Color and Design Matter. So Does Optimism.
Show Us Your Wall What goes into James Little’s work also goes into the art collection he and his wife have amassed. “Coming from my background, which was a very segregated upbringing in Tennessee, I felt that abstraction reflected the best expression of self-determination and free will,” said the artist James Little, 67. “I have this affinity for color, design, structure and optimism. ” Those qualities apply to both the paintings he collects and his own works, which are characterized by hard-edged geometry and shifting colors, with compositions strongly informed by jazz.
The Garment District apartment where Mr.
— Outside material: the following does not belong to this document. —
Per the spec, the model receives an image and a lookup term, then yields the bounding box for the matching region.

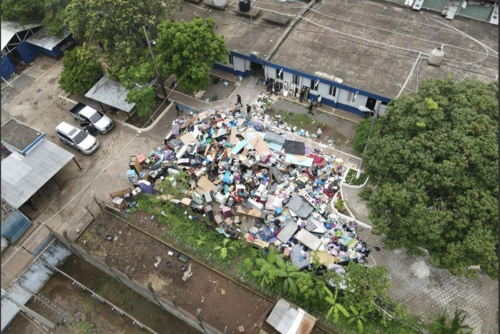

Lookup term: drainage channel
[45,262,158,334]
Little lives with his wife, Fatima Shaik, a writer, is hung with dynamic abstractions by artists including Toshio Iwasa, Stanley Whitney, Thornton Willis and Stewart Hitch. A woven handmade paper piece by Al Loving was a trade between friends who met when Mr. Little arrived in the city in 1976 with a new M.
F. A. from Syracuse University. “Al knew everybody in the art world,” he said.
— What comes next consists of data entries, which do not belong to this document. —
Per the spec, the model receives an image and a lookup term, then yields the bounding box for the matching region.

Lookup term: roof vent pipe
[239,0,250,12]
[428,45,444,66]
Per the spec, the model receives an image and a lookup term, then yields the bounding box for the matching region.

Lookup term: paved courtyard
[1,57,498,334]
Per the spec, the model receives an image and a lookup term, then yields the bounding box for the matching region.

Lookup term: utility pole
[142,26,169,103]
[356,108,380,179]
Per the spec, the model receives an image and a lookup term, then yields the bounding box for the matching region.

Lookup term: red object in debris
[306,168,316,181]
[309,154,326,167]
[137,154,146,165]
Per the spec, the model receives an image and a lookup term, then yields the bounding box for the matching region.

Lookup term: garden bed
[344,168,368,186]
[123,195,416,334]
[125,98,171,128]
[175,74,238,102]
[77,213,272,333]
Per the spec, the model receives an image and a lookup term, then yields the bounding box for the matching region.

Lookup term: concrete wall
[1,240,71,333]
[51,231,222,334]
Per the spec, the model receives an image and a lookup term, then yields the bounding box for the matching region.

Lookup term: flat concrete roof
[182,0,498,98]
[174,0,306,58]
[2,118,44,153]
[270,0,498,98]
Their work was exhibited in a 1977 group show at Just Above Midtown alongside that of other African-American abstract artists. Through gifts and trades with Harold Hart, a mentor who was once director of the Martha Jackson Gallery, Mr. Little also acquired several vivid abstract paintings by Alma Thomas. Mr.
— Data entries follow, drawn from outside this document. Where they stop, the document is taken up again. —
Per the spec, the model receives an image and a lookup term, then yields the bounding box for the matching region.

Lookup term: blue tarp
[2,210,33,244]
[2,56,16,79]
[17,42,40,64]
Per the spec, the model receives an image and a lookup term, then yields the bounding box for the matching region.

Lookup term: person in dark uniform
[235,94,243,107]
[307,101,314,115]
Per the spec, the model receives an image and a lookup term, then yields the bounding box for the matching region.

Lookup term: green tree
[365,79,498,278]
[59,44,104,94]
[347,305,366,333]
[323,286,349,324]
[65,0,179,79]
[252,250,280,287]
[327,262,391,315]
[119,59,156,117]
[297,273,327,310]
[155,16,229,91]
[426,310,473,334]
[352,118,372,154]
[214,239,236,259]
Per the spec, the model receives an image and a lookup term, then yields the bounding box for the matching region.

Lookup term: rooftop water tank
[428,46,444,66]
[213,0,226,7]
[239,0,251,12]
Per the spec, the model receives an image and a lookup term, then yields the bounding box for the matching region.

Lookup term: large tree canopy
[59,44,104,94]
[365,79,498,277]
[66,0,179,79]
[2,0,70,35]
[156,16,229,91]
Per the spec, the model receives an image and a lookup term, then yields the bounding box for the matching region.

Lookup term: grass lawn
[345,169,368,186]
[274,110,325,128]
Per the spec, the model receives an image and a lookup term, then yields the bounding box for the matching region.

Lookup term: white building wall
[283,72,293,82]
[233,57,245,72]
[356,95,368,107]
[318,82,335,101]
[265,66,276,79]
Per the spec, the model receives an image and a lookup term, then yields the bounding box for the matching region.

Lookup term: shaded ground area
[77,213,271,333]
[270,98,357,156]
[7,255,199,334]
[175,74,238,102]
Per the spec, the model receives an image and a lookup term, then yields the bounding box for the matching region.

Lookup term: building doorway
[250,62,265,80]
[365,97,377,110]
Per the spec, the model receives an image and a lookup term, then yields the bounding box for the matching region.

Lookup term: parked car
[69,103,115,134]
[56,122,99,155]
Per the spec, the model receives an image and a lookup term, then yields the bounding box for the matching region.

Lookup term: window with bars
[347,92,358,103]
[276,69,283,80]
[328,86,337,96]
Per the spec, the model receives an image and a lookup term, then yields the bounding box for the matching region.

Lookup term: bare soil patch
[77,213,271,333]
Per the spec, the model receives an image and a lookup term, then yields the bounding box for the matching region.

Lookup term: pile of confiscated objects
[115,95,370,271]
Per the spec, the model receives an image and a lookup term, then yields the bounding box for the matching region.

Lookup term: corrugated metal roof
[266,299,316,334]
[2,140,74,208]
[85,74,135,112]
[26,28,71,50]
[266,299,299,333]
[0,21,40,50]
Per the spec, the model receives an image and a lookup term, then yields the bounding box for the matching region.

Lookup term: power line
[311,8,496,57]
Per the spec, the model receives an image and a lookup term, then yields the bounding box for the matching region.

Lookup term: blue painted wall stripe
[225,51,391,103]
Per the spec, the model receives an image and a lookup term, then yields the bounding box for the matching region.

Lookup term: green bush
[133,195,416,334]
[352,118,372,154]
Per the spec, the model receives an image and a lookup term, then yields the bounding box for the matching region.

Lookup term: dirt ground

Little said he regrets that Ms. Thomas, who died in 1978, fell ill before his planned trip to Washington to meet her. Mr. Little recently completed his largest work to date, a commission for the Metropolitan Transportation Authority.
Commuters at Jamaica Station will pass through his 85-foot-long environment made of multicolored glass panels in a prismatic design. And in November, his two-toned black paintings will be paired with sculptures by Louise Nevelson at Rosenbaum Contemporary in Boca Raton, Fla. “I don’t really follow trends,” said Mr. Little, as can be seen in the couple’s collection of more than 100 works — ranging from a Salvador Dalí print to “Money Lures,” an object made of shredded money by Richard Mock — displayed in the city and at their homes upstate and in New Orleans.